2014 has begun and tomorrow the Chinese New Year is also marked locally. I am really pleased by the enthusiasm, compassion and resilience our services showed over the festive, new year, and mid-winter period. Our plan never assumed every hour of every day or night would be pressure free. But we have mobilised our organisation over the last nine months to have a better winter than in 2012. And the data, but also the feedback and the stories, suggest that our teams have succeeded. What has made a difference?
We have been successful at hiring to nursing roles, especially in our A&Es. Working with colleagues you know and who know your systems is simply safer care, more able to do the right things consistently. Our sickness rates remain stable. And we have made huge strides with our flu vaccination work – in the top twenty nationally for the volume of vaccines delivered and the top ten for the percentage of patient facing staff vaccinated. We want now to work with others to transfer that success into other immunisation and vaccination work in the communities that we serve. And our infection vigilance remains. Our bay doors on wards at Sandwell have helped, but more important has been the cooperation of visitors and the determination of staff to not have norovirus impact our ability to care in the disruptive way that it did last winter and spring.
We have changed the hours of many services. Some of those changes have made a palpable impact. Pharmacy staff, transport crews, bed managers, therapists, social work colleagues, mental health nurses, and others, are working new patterns. In the main these provide weekend daytime services or extent into the early evening. This helped us to initiate care plans sooner and to begin to improve weekend discharge numbers. We have made some head-way to increase morning discharges, and a lot of progress to slash late night discharges. This latter aim reflects the wholesale change in how we organise our adult beds, to try and ensure that by nine o’clock our empty beds are in our assessment units – meaning a decent night’s sleep is feasible for patients in other wards.
We should also be frank that data driven, precise, consistent management focus has made a difference to the quality of care we can offer. We want to strike the right balance between urgency and rush. But having a single dataset on our beds now and in coming hours and days, visually available in our ops centre does help to make decisions in the daytime about how to manage the evening. There are many people to thank for the improvements being made, and I hope that the administrative staff, bed managers, site practitioners and senior leaders, feel that they too have made an instrumental contribution. I believe that they do and have.

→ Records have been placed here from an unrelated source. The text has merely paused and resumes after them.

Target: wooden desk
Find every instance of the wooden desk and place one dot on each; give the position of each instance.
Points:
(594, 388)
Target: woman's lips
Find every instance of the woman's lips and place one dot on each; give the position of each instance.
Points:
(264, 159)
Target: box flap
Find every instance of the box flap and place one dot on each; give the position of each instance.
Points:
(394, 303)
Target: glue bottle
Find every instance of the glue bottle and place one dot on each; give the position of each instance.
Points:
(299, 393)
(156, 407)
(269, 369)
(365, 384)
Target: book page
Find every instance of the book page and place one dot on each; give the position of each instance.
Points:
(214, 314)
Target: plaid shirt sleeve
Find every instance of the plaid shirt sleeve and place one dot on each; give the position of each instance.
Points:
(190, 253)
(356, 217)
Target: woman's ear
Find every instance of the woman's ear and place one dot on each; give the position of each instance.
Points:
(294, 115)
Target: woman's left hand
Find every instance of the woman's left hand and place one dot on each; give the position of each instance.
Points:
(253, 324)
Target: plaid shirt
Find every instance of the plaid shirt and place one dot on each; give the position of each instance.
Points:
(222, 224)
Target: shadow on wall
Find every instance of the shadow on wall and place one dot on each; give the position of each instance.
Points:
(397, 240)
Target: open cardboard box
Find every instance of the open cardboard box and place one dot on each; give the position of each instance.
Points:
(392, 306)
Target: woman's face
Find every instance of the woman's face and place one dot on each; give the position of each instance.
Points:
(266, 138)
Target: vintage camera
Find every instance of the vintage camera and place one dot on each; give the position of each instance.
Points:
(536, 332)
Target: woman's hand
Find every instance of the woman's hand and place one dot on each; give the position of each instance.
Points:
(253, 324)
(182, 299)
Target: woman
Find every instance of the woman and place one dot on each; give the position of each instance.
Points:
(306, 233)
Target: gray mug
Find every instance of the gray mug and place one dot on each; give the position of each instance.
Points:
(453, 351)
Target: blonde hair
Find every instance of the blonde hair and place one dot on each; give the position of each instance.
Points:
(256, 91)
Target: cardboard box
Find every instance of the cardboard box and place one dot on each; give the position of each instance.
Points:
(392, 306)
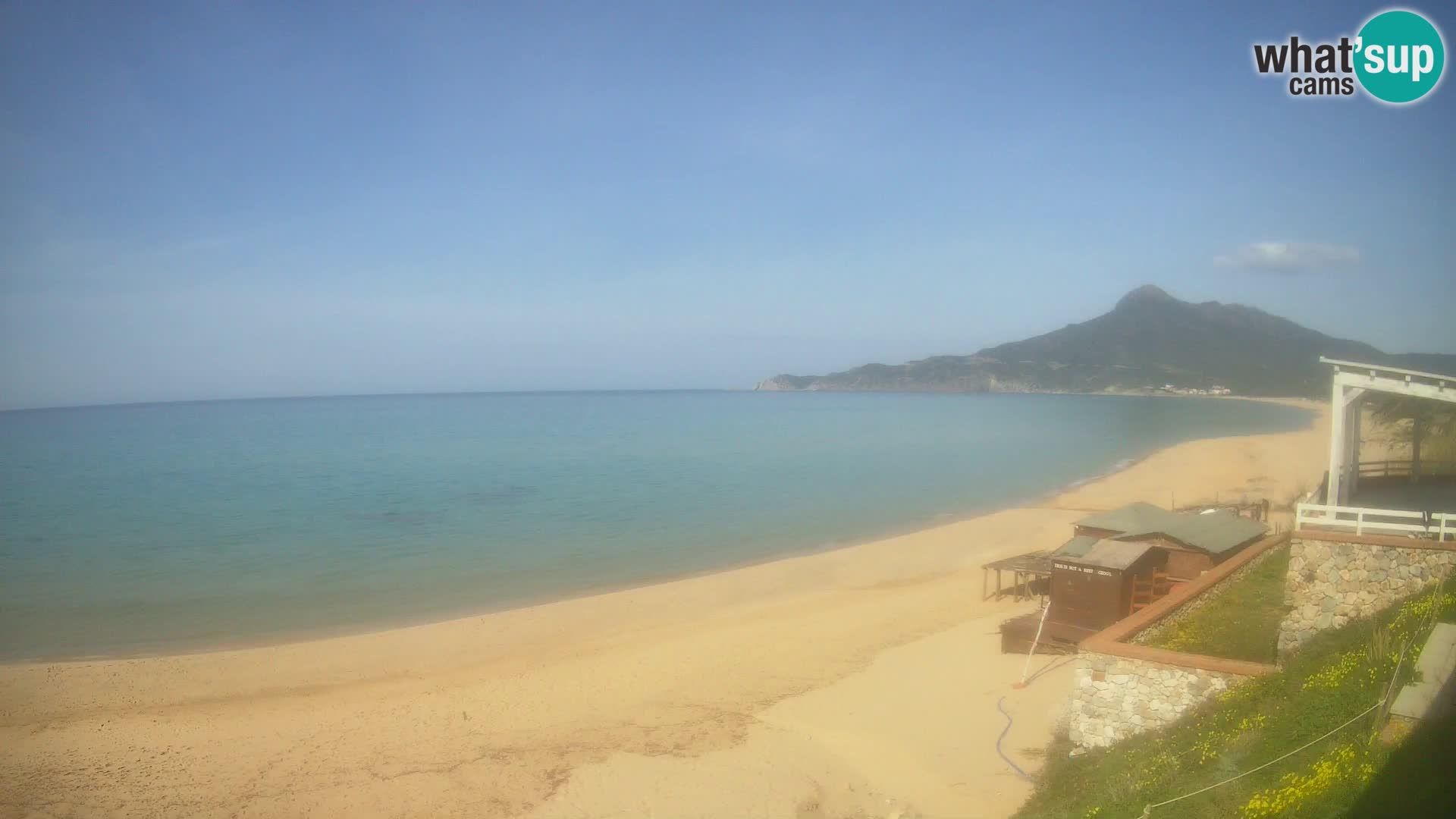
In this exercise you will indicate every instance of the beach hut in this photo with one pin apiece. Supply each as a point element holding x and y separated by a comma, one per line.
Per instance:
<point>1097,582</point>
<point>1194,542</point>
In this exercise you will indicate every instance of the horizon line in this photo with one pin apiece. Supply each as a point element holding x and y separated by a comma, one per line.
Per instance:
<point>427,394</point>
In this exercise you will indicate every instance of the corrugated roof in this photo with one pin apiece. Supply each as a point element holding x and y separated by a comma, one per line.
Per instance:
<point>1131,518</point>
<point>1111,554</point>
<point>1213,532</point>
<point>1076,547</point>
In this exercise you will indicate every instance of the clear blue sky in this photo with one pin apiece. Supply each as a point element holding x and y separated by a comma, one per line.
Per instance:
<point>207,200</point>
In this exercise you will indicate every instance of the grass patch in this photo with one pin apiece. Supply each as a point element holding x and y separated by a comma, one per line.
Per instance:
<point>1335,676</point>
<point>1241,618</point>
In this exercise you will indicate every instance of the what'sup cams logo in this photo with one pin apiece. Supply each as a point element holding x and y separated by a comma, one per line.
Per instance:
<point>1397,57</point>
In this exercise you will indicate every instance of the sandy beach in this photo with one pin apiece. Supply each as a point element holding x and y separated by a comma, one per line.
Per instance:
<point>855,682</point>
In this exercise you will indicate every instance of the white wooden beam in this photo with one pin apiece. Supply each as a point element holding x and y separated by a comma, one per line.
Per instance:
<point>1337,439</point>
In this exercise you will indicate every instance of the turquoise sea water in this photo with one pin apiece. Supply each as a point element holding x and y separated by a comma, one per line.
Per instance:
<point>174,526</point>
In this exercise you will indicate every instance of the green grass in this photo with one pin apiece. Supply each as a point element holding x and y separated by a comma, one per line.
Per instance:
<point>1335,676</point>
<point>1241,618</point>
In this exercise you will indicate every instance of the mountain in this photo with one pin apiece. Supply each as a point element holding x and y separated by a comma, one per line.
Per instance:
<point>1147,340</point>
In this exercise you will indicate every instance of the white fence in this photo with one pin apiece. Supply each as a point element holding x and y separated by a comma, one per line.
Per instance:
<point>1439,525</point>
<point>1404,468</point>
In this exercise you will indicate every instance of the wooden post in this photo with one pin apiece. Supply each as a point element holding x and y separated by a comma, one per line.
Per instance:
<point>1357,407</point>
<point>1417,423</point>
<point>1337,439</point>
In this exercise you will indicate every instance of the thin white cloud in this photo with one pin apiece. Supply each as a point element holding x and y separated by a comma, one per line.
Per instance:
<point>1289,256</point>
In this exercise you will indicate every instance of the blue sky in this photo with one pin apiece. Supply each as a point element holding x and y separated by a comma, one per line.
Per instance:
<point>210,200</point>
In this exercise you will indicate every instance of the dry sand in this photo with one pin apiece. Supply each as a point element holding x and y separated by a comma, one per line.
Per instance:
<point>856,682</point>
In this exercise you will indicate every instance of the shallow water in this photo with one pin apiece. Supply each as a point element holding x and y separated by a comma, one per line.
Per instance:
<point>174,526</point>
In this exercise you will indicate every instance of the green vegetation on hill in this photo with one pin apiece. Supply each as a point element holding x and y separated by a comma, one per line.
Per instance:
<point>1331,679</point>
<point>1241,618</point>
<point>1149,338</point>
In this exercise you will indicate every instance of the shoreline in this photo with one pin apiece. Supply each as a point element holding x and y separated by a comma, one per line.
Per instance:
<point>852,681</point>
<point>1040,500</point>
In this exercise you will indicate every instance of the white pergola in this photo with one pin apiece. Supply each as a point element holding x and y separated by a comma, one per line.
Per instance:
<point>1353,382</point>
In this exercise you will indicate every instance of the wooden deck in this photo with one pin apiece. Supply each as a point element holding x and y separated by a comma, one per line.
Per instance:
<point>1025,570</point>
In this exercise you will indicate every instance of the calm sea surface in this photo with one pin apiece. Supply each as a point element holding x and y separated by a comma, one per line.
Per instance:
<point>174,526</point>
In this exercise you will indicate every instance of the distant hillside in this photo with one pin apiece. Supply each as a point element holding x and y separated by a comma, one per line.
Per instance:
<point>1149,338</point>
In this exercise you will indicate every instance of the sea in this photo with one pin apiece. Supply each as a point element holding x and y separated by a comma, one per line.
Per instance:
<point>159,528</point>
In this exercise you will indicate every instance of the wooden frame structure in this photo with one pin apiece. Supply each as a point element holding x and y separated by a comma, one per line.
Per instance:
<point>1353,382</point>
<point>1025,570</point>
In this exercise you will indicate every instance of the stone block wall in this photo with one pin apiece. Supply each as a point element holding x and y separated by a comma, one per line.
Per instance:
<point>1332,582</point>
<point>1114,698</point>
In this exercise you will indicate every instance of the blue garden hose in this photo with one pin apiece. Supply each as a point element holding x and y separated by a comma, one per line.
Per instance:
<point>1005,730</point>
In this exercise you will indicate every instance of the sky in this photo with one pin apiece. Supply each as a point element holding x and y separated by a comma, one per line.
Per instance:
<point>228,200</point>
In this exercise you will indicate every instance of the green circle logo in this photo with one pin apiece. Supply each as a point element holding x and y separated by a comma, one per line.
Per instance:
<point>1400,57</point>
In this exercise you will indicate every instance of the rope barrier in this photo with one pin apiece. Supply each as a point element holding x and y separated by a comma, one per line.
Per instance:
<point>1147,811</point>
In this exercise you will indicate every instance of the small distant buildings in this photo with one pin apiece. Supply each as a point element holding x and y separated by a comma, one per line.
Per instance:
<point>1120,560</point>
<point>1215,390</point>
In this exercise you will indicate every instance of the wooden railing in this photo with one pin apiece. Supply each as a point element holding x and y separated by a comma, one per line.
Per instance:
<point>1404,468</point>
<point>1439,525</point>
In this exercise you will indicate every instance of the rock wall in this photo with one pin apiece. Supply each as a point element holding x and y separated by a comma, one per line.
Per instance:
<point>1117,697</point>
<point>1329,583</point>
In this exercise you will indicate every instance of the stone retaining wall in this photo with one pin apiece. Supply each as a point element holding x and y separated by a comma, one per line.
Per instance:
<point>1117,697</point>
<point>1332,582</point>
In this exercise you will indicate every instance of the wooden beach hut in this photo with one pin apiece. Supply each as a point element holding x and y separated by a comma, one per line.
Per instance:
<point>1094,582</point>
<point>1194,542</point>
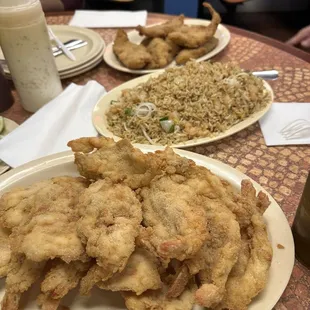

We have innovated in parts. Some of that work has obviously succeeded. Our ambulance assessment system has seen waits plunge and crews back out on the road more quickly. Both acute sites have delivered consistent turnaround below 30 minutes and forecourt waits are minimal. Other projects take longer to assess in the round. Our Oak Unit for mental health liaison is working effectively for many patients at Sandwell. Our primary care assessment service at Rowley Regis has taken time to get started, but is certainly preventing some acute admissions.
Candour is needed on what has not (yet?) worked. We have worked enormously hard as a health and social care system to cut arrival numbers into acute care by providing alternatives. As a net effect that has yet to show reduced pressure on A&E. As we consider how we invest Better Care Funds in breaking the cycle of acute hospital dependence, we need to move from identifying opportunities for change, to truly knowing what causes significant changes in demand. And at the ‘back door’ of hospitals, we continue to see more than five percent of our adult medical beds occupied by patients whose care is delayed and would be better provided elsewhere. Again we need to use what we have learnt from our work this winter to critically appraise what will deliver real change this summer.
And though we have recruited well in many disciplines, we continue to operate with locum medical staff and with significant vacancies. We know that that need to offer skilled professionals a care model in which their expertise is best used demands change in our configuration – how many A&E departments we have and what they do. The model agreed locally over many years sees urgent care centres in key community locations but a single specialist A&E serving the half a million people who live locally. As you may have seen on the BBC and elsewhere, the National Trust Development Authority (TDA) has confirmed their support for the Midland Metropolitan Hospital. That follows from our own Board’s approval and that of local CCGs and the Health and Wellbeing Boards. The Treasury and Department of Health are now examining the detail of the proposals. We believe that they are consistent with the changes in emergency care urged by Bruce Keogh, the Medical Director of NHS England. Our long term financial model seeks to balance investments in estate, with those in IT and in our staff, which are of equal, if not greater importance, in the care we provide.
The Trust’s leaders are not spending every hour on A&E and a proposed new hospital – far from it. But what does link both issues is public confidence and trust. Our Trust’s well attended Annual General Meeting in September saw a very clear view from local people about A&E and infection, as the priority for them. And for many residents, as well as longstanding NHS employees, settling our configuration is an important indication that, amid all the changes in services we are making and need to make, there are some certainties on which they can rely with confidence. Neither subject is yet completely solved nor settled but we enter 2014 with both in a much stronger place than when we started 2013.